Le jeune homme lui emboîta le pas jusque dans ses appartements. Ils se mirent à l'aise et s'assirent en tailleur sur le lit. Ginny commença alors son histoire. Elle parla sans s'arrêter, sans même lancer ne serait-ce qu'un regard au jeune botaniste. Elle lui parla de tout : leur fausse relation à elle et Harry, l'amour qu'elle éprouvait pour Hermione, sa réaction lorsqu'elle l'apprit, la nuit qu'elles avaient passé ensemble, sa fuite le lendemain, son coma et l'annonce du mariage de son frère et de la brune. Elle ne fit une pause que lorsqu'elle eut complètement terminé de tout expliquer. Elle reprit alors son souffle et, pour la première fois depuis qu'ils avaient commencé à discuter, elle leva les yeux vers Neville. Ce dernier paru tout d'abord choqué mais cela semblait être juste le moment d'adaptation. Une fois celui-ci passé, il plongea son regard dans celui de la rousse. Ce contact visuel l'apaisa quelque peu.

-Eh bien ! Tu cache bien ton jeu dit moi ! S'exclama-t-il le sourire aux lèvres.

Ginny ria alors. Ce fut au début un rire nerveux mais qui devint ensuite plus franc quand elle se rendit compte que ça lui faisait du bien. Le jeune homme mêla ces gloussements aux siens. Les soucis de la rousse semblaient s'estomper peu à peu. Elle recommençait à espérer que le bonheur l'emporte.

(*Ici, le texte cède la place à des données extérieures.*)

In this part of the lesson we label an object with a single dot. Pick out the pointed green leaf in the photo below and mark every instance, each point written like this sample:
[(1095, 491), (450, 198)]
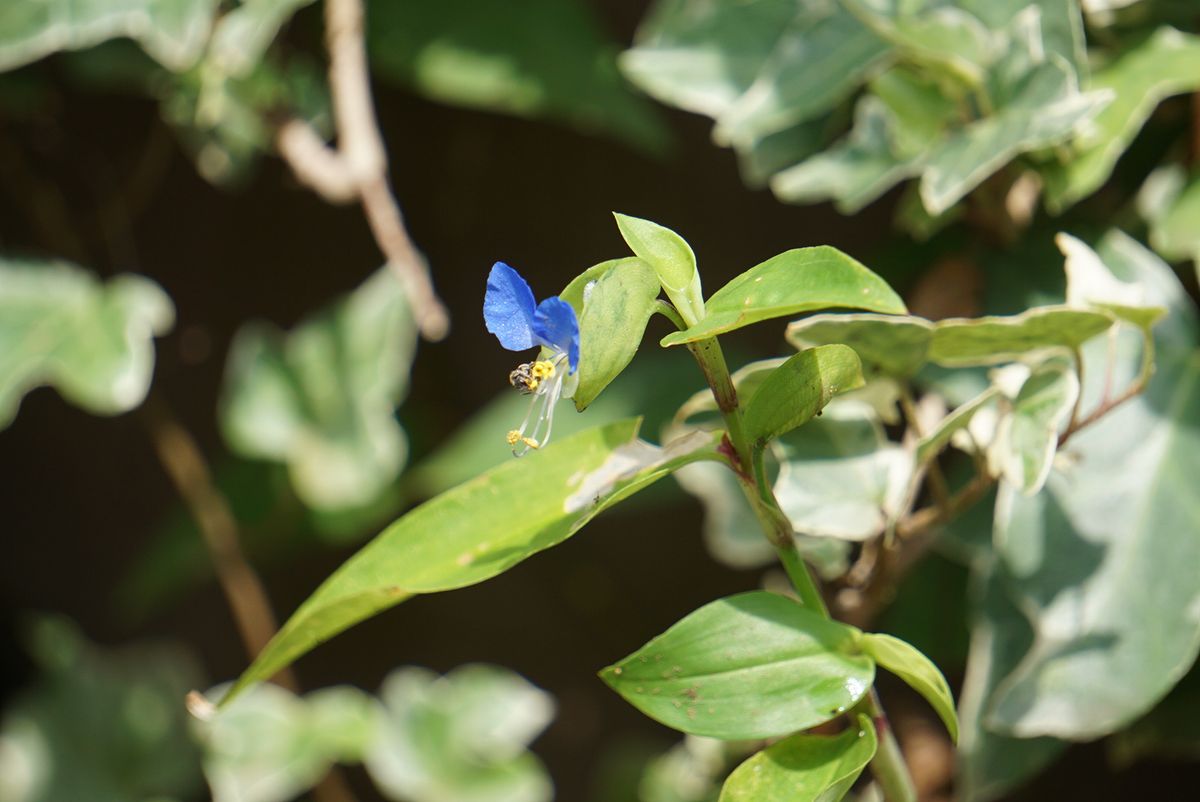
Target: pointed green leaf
[(801, 280), (929, 446), (93, 341), (753, 665), (994, 340), (1027, 437), (840, 477), (1140, 78), (906, 662), (479, 530), (672, 261), (799, 388), (613, 319), (322, 399), (897, 345), (804, 767), (172, 31)]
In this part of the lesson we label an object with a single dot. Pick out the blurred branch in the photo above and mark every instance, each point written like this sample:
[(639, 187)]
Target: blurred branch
[(358, 168), (189, 472)]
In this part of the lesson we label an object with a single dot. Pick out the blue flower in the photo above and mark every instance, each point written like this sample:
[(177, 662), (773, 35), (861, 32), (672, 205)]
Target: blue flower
[(520, 323)]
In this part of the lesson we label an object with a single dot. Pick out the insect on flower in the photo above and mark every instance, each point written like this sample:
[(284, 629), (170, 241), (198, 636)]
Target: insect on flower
[(520, 323)]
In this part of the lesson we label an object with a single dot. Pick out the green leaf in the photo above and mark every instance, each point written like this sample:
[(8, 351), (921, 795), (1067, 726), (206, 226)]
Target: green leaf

-Oui je sais, je suis douée n'est ce pas ? Répliqua-t-elle.

-Plutôt oui !

-Je te donnerais des cours si tu veux.

Neville redevint tout à coup très sérieux.

-Je n'en aurais pas l'utilité. Je suis désolé mais je pense que tromper ainsi le monde, c'est se voiler la face. C'est comme si tu te mentais à toi même et ça ne peut que te faire mal. Si tu en es là aujourd'hui, c'est à cause de tout ces mensonges.

Ginny eut envie de lui coller son point dans la figure pour avoir dit ça. Comment pouvait-il la juger ainsi ? Elle ne supportait pas qu'il puisse ne pas la plaindre, ne serait-ce qu'un peu. Après tout, c'était une victime aussi dans l'histoire. Mais bien vite, elle compris qu'il avait parfaitement raison. Le fait de tromper ainsi toutes les personnes qu'elle aimait, l'avait amenée à se mentir à elle-même. Elle ne pouvait pas trouver le bonheur ainsi. Si elle voulait être heureuse elle n'avait qu'une chose à faire, rétablir la vérité et prier pour qu'elle soit accepté.

"***"

Voilà, voilà, j'espère que ça vous à plu. Et comme d'habitude voilà un extrait du prochain chapitre. On se retrouve samedi prochain. Bonne semaine à tous !

"La rousse venait d'arriver devant la porte de la salle de classe dans laquelle elle avait donné rendez-vous à cette femme qu'elle avait détesté toute sa vie, pour sa langue bien pendu et son incapacité à garder un secret, mais à qui elle allait aujourd'hui se confier en toute connaissance de cause. Si elle devait rétablir toute la vérité alors autant le faire avec un magnifique coup de théâtre, non ? Elle respira profondément avant de poser sa main sur la poignet de la porte. Ça y est, elle y était ! Sa nouvelle vie commençait maintenant, dans cette salle abandonnée avec une femme plus qu'horripilante un soir de février. Elle réunit tout le courage qu'elle avait et entra. Lorsqu'elle aperçu la sorcière aux boucles blonde et vêtu d'un tailleur vert assise sur une chaise en plein centre de la pièce, elle compris que tout retour en arrière était impossible. Elle devrait aller jusqu'au bout."